また、WSET(Wine & Spirit Education Trust:ロンドンが本拠地の世界最大のワイン教育機関)でも世界28カ国で日本酒講座が開かれるなど、日本酒は世界中からますます熱い視線を浴びています。
おつまみは日本酒にぴったりな南伊勢町の串ひもの(ぶり・かつお・あじ、さば、かます)でした!
ワインの「ボルドー」「シャンパーニュ」はGI(地理的表示)といい、これは特定の産地に特徴的な原料や製法により作られた商品が産地名を名乗ることを許された制度です。
実はワインと同様に、日本酒にもGIがあります。
https://www.nta.go.jp/taxes/sake/hyoji/chiri/ichiran.htm
現在、三重県もこのGI取得をめざしており、そのロゴマークには伊勢神宮に2000年以上も献上され続けている、のしあわびのデザインが使われる予定だそうです。
(のしあわび=アワビを薄くはいで伸ばし、乾かしたもの。日ごろ贈答品の印に使われる「のし」の起源でもある。)
世界中で三重のGI認証の日本酒が飲まれる日も遠くないかもしれませんね。
今回のお話では日本酒「作」についてだけではなく、鈴鹿のお酒造りの歴史から日本酒の市場環境、世界における日本酒人気や、日本酒の今後まで、大変幅広いお話を伺うことができました。
最後に、清水さんの「お話したように、日本酒を飲む方が少なくなってきています。

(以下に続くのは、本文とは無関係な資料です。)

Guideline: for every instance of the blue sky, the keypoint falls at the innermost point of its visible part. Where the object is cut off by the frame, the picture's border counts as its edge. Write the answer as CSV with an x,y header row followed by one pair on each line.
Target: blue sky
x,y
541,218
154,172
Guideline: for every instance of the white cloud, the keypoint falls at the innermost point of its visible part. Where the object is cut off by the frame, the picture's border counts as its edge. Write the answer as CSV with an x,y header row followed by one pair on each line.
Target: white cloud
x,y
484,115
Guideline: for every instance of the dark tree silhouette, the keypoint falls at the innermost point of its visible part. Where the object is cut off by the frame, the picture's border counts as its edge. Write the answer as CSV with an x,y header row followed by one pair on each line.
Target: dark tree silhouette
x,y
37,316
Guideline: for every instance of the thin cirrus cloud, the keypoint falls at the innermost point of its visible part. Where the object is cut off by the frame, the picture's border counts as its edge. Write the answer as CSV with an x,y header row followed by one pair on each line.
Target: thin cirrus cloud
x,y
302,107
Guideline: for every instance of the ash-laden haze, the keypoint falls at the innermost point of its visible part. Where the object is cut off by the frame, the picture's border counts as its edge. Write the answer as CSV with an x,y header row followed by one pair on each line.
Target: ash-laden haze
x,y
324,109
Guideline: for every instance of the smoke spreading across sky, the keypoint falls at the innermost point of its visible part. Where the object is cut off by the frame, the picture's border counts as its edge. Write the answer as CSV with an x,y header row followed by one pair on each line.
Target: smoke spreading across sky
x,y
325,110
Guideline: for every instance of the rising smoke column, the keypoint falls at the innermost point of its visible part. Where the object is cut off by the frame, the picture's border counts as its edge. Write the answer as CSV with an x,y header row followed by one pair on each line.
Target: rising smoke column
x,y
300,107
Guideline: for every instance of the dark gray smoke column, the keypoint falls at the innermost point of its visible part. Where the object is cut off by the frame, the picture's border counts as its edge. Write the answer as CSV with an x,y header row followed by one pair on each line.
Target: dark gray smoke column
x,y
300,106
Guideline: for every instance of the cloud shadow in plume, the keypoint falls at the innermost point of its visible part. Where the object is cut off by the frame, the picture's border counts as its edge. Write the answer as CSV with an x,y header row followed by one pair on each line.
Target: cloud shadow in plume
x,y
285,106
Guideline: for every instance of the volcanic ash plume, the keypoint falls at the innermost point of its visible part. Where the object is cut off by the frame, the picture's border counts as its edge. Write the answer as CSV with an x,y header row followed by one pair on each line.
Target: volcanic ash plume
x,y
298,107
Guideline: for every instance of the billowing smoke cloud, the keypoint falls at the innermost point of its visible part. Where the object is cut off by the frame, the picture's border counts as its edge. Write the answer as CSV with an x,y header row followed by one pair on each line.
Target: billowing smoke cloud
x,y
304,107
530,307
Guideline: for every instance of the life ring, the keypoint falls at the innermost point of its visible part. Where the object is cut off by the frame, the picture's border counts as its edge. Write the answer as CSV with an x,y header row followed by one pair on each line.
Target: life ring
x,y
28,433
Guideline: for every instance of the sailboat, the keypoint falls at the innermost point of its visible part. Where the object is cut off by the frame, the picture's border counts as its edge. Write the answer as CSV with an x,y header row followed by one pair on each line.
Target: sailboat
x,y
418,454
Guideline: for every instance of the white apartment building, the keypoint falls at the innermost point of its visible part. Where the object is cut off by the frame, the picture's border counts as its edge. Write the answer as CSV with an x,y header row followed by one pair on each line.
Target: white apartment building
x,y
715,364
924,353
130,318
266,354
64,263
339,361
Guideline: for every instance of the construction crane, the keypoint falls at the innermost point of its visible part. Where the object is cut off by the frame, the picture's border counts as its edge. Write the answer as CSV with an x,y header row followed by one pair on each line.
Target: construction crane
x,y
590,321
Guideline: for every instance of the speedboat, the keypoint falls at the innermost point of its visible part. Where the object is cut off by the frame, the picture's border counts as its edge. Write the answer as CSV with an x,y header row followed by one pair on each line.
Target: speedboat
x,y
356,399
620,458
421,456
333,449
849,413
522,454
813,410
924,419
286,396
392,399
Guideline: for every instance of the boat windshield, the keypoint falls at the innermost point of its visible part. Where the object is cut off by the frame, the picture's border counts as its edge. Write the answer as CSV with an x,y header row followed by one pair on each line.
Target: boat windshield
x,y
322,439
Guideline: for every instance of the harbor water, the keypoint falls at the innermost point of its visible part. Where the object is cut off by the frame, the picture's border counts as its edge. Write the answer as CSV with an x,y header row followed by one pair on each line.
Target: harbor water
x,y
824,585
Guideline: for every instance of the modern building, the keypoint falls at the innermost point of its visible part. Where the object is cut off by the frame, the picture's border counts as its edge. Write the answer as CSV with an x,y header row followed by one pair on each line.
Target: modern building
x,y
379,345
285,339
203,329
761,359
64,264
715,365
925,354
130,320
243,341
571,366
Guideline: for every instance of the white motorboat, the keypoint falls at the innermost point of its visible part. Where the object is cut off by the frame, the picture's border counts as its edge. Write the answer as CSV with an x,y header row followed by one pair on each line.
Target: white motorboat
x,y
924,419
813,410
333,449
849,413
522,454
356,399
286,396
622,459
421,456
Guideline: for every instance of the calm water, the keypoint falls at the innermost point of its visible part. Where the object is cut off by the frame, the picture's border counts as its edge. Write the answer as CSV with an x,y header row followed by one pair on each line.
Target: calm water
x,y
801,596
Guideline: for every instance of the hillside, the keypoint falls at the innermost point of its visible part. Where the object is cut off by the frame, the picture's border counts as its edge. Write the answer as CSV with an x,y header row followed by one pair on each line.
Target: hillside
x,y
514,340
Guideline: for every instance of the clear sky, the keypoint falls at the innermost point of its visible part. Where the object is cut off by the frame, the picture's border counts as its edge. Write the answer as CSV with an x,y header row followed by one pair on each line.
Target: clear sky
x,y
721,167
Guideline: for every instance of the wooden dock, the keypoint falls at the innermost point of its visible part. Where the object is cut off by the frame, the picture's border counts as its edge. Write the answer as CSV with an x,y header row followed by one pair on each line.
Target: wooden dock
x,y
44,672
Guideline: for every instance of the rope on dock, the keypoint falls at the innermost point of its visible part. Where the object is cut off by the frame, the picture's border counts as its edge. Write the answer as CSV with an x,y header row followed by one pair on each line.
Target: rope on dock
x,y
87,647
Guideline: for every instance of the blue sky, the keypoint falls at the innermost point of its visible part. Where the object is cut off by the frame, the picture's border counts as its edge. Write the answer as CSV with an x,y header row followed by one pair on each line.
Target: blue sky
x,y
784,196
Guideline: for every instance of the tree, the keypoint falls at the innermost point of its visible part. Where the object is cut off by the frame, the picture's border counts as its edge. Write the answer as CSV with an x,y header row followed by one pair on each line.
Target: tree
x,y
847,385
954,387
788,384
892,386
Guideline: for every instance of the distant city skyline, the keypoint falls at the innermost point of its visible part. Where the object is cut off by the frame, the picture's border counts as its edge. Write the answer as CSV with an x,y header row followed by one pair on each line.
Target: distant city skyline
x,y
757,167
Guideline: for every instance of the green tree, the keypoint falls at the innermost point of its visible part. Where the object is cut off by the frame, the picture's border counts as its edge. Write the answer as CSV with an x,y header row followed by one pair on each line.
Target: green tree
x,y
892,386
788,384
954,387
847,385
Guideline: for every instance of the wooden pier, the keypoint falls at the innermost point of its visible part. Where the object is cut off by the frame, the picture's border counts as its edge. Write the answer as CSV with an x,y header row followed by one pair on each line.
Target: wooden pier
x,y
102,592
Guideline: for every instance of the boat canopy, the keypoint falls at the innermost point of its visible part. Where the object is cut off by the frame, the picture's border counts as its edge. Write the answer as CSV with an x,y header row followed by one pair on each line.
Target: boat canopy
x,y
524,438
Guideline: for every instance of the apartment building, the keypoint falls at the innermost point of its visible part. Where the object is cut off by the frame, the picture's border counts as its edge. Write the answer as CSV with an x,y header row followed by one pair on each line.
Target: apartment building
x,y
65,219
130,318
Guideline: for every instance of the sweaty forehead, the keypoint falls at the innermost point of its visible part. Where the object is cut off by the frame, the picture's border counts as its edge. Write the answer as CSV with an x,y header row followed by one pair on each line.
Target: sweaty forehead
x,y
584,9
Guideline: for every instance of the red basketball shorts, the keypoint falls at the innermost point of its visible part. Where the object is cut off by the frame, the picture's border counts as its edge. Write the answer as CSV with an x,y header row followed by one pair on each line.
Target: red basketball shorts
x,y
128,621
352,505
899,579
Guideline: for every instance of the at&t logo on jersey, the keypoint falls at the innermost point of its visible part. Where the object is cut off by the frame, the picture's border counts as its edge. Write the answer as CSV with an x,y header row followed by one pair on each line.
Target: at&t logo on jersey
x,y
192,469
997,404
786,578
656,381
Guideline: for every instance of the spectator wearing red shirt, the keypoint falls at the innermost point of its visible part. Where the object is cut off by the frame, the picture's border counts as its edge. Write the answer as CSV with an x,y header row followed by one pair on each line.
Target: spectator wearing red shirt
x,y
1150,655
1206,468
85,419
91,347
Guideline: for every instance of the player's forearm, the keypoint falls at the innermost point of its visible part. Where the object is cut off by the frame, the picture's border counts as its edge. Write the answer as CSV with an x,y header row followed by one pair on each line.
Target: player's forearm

みなさん、ぜひ、知り合いの方を一人でも多く、日本酒党に誘って増やしてください」という力強い一言と、それに応じる会場の盛大な拍手で締めくくられました。
本イベント「日本酒を蔵元トークとテイスティングで楽しむ」は今後も2020年3月まで、月1回の頻度で開催予定ですので、お酒好きの方は是非一度足を運ばれてはいかがでしょうか?
開催予定はこちらから。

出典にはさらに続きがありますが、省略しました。